We use the `timeit` module to time each function call, allowing the module to configure the number of loops and repetitions to get a good estimate of the time required to run each function.

In [18]:
c1 = np.array([0.0, 0.09128709, 0.18257419, 0.27386128, 0.36514837, 0.8660254])
c2 = np.array([0.15655607, 0.24875946, 0.34096284, 0.43316622, 0.52536961, 0.57767384])
B = 0.5
c_ind = np.array([0, 6], dtype=np.int32)

integrate_context(c1, c2, B, c_ind)
cython_integrate_context(c1, c2, B, c_ind)
numba_integrate_context(c1, c2, B, c_ind)

In [19]:
%timeit integrate_context(c1, c2, B, c_ind)

5.77 µs ± 185 ns per loop (mean ± std. dev. of 7 runs, 100,000 loops each)


In [20]:
%timeit cython_integrate_context(c1, c2, B, c_ind)

992 ns ± 28.9 ns per loop (mean ± std. dev. of 7 runs, 1,000,000 loops each)


In [21]:
%timeit numba_integrate_context(c1, c2, B, c_ind)

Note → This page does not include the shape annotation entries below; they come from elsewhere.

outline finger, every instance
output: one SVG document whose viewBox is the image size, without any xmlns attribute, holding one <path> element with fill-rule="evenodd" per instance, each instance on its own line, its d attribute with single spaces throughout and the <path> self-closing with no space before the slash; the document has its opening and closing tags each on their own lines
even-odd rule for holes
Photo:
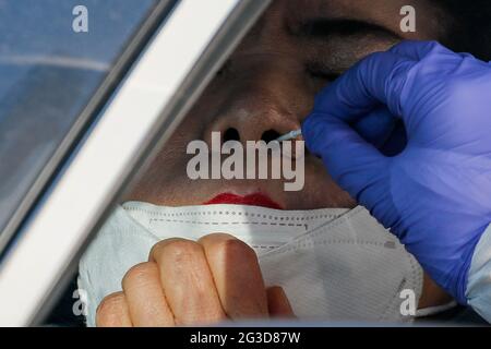
<svg viewBox="0 0 491 349">
<path fill-rule="evenodd" d="M 177 325 L 226 320 L 203 248 L 190 240 L 164 240 L 151 251 L 158 264 L 160 284 Z"/>
<path fill-rule="evenodd" d="M 97 327 L 131 327 L 128 303 L 122 292 L 107 296 L 96 312 Z"/>
<path fill-rule="evenodd" d="M 272 317 L 296 317 L 285 290 L 279 286 L 267 288 L 267 309 Z"/>
<path fill-rule="evenodd" d="M 156 263 L 147 262 L 133 266 L 122 279 L 122 289 L 133 326 L 175 325 L 172 312 L 160 285 L 160 274 Z"/>
<path fill-rule="evenodd" d="M 258 256 L 226 233 L 199 240 L 203 245 L 225 312 L 231 318 L 267 317 L 267 299 Z"/>
<path fill-rule="evenodd" d="M 370 189 L 385 174 L 388 158 L 337 118 L 314 113 L 303 127 L 310 130 L 309 151 L 322 157 L 331 177 L 351 197 L 367 207 L 380 200 L 380 193 Z"/>
<path fill-rule="evenodd" d="M 370 111 L 354 124 L 354 129 L 368 143 L 381 148 L 390 139 L 397 120 L 384 105 Z"/>
</svg>

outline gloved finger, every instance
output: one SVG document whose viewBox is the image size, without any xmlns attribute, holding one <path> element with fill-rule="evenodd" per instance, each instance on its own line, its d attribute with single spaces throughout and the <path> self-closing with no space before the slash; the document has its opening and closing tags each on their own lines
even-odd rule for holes
<svg viewBox="0 0 491 349">
<path fill-rule="evenodd" d="M 395 156 L 404 151 L 407 145 L 407 134 L 404 123 L 398 120 L 384 144 L 379 148 L 385 156 Z"/>
<path fill-rule="evenodd" d="M 372 53 L 324 88 L 315 97 L 313 112 L 354 123 L 384 104 L 394 116 L 403 117 L 400 94 L 416 63 L 390 51 Z"/>
<path fill-rule="evenodd" d="M 173 326 L 173 314 L 160 285 L 160 273 L 154 262 L 130 268 L 122 279 L 122 289 L 135 327 Z"/>
<path fill-rule="evenodd" d="M 352 128 L 363 140 L 380 149 L 390 139 L 396 123 L 397 119 L 388 111 L 387 107 L 381 105 L 355 122 Z"/>
<path fill-rule="evenodd" d="M 385 156 L 335 117 L 313 113 L 303 122 L 302 131 L 307 147 L 322 157 L 331 177 L 363 204 L 360 194 L 386 171 Z"/>
</svg>

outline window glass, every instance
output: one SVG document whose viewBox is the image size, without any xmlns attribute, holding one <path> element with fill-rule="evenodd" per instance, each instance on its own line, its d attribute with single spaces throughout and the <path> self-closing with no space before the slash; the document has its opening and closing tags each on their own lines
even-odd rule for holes
<svg viewBox="0 0 491 349">
<path fill-rule="evenodd" d="M 0 1 L 0 231 L 154 3 Z"/>
</svg>

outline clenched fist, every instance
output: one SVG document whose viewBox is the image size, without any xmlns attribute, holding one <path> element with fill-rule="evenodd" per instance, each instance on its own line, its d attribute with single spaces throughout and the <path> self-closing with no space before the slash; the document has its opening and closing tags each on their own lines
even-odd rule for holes
<svg viewBox="0 0 491 349">
<path fill-rule="evenodd" d="M 265 288 L 258 257 L 242 241 L 214 233 L 168 239 L 133 266 L 122 291 L 99 304 L 97 326 L 179 326 L 294 316 L 280 287 Z"/>
</svg>

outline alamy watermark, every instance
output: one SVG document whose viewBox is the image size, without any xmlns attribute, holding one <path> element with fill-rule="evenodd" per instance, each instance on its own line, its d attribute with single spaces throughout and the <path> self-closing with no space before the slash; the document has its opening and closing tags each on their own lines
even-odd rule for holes
<svg viewBox="0 0 491 349">
<path fill-rule="evenodd" d="M 247 141 L 244 148 L 238 141 L 227 141 L 221 145 L 220 133 L 212 132 L 211 147 L 204 141 L 192 141 L 188 144 L 187 154 L 194 155 L 185 169 L 192 180 L 283 179 L 285 191 L 303 189 L 303 141 Z"/>
</svg>

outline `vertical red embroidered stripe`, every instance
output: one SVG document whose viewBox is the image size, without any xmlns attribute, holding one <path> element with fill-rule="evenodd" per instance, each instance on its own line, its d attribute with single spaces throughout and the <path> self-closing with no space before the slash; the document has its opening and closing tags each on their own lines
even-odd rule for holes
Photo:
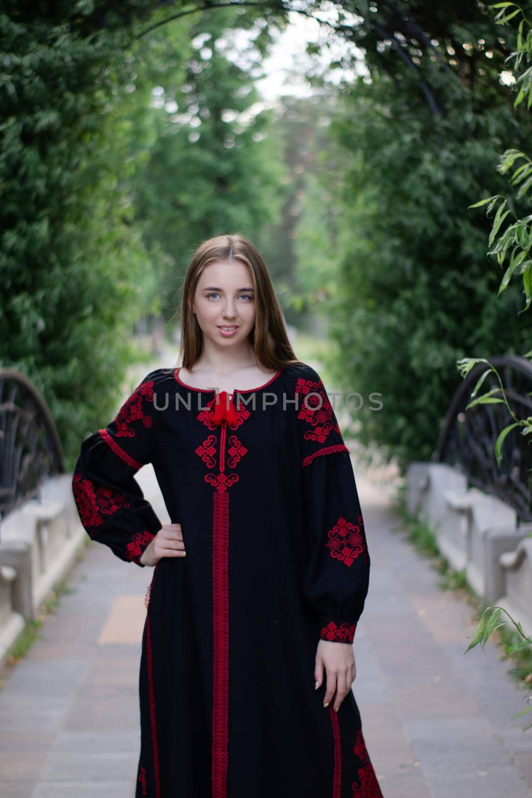
<svg viewBox="0 0 532 798">
<path fill-rule="evenodd" d="M 150 691 L 150 717 L 152 720 L 152 744 L 153 747 L 153 772 L 156 780 L 156 798 L 160 798 L 159 784 L 159 752 L 157 750 L 157 726 L 156 725 L 156 699 L 153 693 L 153 658 L 149 610 L 146 616 L 146 648 L 148 653 L 148 683 Z"/>
<path fill-rule="evenodd" d="M 340 747 L 340 725 L 338 716 L 331 704 L 329 707 L 333 724 L 333 738 L 334 740 L 334 768 L 333 772 L 333 798 L 341 798 L 341 749 Z"/>
<path fill-rule="evenodd" d="M 226 798 L 229 686 L 229 495 L 214 494 L 212 547 L 212 796 Z"/>
</svg>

556 ns ± 14.2 ns per loop (mean ± std. dev. of 7 runs, 1,000,000 loops each)


This speed comparison shows that the Numba-compiled Python code is even significantly faster than the Cython implementation, and that both are several times than the base Python implementation.
Outcomes like these are why I think Numba is worth considering as an alternative to Cython for speeding up most of the code we use to do much of our research.